Many may not pair ego and burnout together but the two are strongly connected. Most people come to the place of burnout because they are taking on more than they can actually sustain. To function in or to be led by ego (meaning self) is a setup for operating on your own and usually beyond your ability; it leads you into a self-driven space where burn out is bound to happen. Understanding how ego works supports in steering you away from becoming overwhelmed into a place called rest.
Ego comes in many shapes and sizes and it is an impetus for exhaustion. Are you the type of person too afraid to share the weight for the team project, fearful that others just can't possibly fulfill the overall vision? Are you the friend who drafts up the entire itinerary in order to control the festivities on the weekend get-away? Do you secretly desire to take all the credit, so you'd rather do it yourself instead of sharing the stage with others? Were you responsible for your younger siblings growing up and have gradually become a hyper-responsible adult? Again, ego doesn't show up in one way; it has many faces and isn't always the loudest person in the room. Knowing this and how it shows up in your life is key.

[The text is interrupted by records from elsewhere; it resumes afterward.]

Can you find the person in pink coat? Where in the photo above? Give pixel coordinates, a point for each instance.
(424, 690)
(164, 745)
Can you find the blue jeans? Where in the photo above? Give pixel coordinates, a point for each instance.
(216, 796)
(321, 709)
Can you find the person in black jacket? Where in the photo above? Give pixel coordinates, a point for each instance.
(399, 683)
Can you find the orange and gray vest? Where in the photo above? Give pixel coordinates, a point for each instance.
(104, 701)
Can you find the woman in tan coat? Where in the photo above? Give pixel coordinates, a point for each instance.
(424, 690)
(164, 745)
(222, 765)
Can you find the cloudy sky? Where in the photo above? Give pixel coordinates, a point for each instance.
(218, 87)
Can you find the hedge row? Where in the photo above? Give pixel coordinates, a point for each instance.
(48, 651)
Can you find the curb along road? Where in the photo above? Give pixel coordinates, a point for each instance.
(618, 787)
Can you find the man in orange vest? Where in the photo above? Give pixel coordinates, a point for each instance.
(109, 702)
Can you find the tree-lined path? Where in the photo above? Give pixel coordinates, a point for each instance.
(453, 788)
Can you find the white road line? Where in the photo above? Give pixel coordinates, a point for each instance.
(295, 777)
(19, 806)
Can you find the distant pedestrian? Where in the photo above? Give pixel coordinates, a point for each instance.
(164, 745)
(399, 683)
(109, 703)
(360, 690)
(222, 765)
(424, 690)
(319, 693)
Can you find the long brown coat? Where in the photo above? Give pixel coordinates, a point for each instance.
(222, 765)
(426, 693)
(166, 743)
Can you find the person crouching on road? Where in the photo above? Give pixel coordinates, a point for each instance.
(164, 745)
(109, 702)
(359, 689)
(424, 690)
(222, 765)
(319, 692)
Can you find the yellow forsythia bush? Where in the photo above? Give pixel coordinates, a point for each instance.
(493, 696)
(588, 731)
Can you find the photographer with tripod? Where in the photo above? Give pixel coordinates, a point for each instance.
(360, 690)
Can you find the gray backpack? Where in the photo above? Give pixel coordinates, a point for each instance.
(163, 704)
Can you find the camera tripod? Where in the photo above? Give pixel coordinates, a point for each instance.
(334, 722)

When you discover how ego presents itself in your daily journey, you are better equipped at pinpointing the areas where you may be overworking yourself. Overworking can be physical and mental; it can also be seen as a form of worry. Worry itself is a behavior used as a coping mechanism for dealing with anxiety in both your personal and professional experiences. It is important to note that worry is not just a mental activity. For example, worry may look like quadruple checking your work; explaining yourself multiple times; or coming in early and staying late at the office. Worry is behavior that shows up as a thought, in your speech, and in physical actions; it can be seen as the core of burnout. When there is a fear of taking a pause or sharing the load the sense of being overwhelmed is usually the outcome.
It is safe to say that burnout is not the goal, so here are a few quick preventative tips:
Know how ego shows up in your life.
Face and heal the worry ego is obsessing over.

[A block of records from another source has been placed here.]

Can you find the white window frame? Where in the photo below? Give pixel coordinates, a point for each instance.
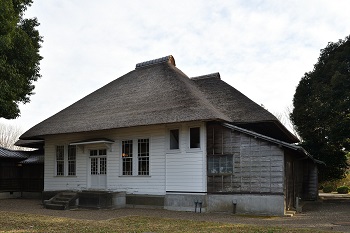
(59, 161)
(200, 138)
(168, 138)
(66, 161)
(135, 157)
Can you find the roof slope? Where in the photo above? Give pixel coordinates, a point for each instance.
(230, 101)
(12, 154)
(156, 92)
(152, 94)
(241, 110)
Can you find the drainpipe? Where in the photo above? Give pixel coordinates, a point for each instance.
(234, 203)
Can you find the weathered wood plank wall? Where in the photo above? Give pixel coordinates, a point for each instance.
(257, 166)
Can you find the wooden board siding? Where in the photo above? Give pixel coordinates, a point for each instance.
(257, 168)
(185, 170)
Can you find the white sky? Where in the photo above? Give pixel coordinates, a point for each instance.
(262, 48)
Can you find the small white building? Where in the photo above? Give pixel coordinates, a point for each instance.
(157, 138)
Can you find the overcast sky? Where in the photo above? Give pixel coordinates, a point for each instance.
(262, 48)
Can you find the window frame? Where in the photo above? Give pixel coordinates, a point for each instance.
(72, 160)
(134, 160)
(60, 162)
(190, 138)
(127, 159)
(170, 138)
(143, 157)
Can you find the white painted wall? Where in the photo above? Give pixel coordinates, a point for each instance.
(183, 170)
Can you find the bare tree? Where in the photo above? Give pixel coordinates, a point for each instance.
(9, 134)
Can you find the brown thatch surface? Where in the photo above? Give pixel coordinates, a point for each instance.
(12, 154)
(156, 92)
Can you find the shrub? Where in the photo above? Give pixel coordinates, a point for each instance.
(328, 189)
(343, 189)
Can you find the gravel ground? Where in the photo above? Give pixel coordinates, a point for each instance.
(329, 214)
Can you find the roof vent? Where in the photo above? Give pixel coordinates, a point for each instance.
(213, 75)
(168, 59)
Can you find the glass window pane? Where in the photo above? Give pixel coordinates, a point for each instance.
(174, 139)
(195, 137)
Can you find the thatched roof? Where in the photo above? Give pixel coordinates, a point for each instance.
(12, 154)
(156, 92)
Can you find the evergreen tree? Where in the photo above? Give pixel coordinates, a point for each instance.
(321, 111)
(19, 56)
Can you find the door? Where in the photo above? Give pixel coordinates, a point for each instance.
(98, 169)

Take a pause in between projects and associated tasks.
Prioritize health including mental, emotional, and physical well-being.
Ask for help.
Sit comfortably with your pen and journal and consider the following questions regarding ego & burnout:
Is there a fear of taking a pause?
Is my overall well-being worth resting and asking for help?
Do I sincerely believe my natural efforts contribute to the success of the project/workplace/relationship?
It is important to note that your efforts can very well be enough but you may not be able to see them as enough.
Be sure to journal your experience.
This content is not intended to be a substitute for professional medical advice, diagnosis, or treatment.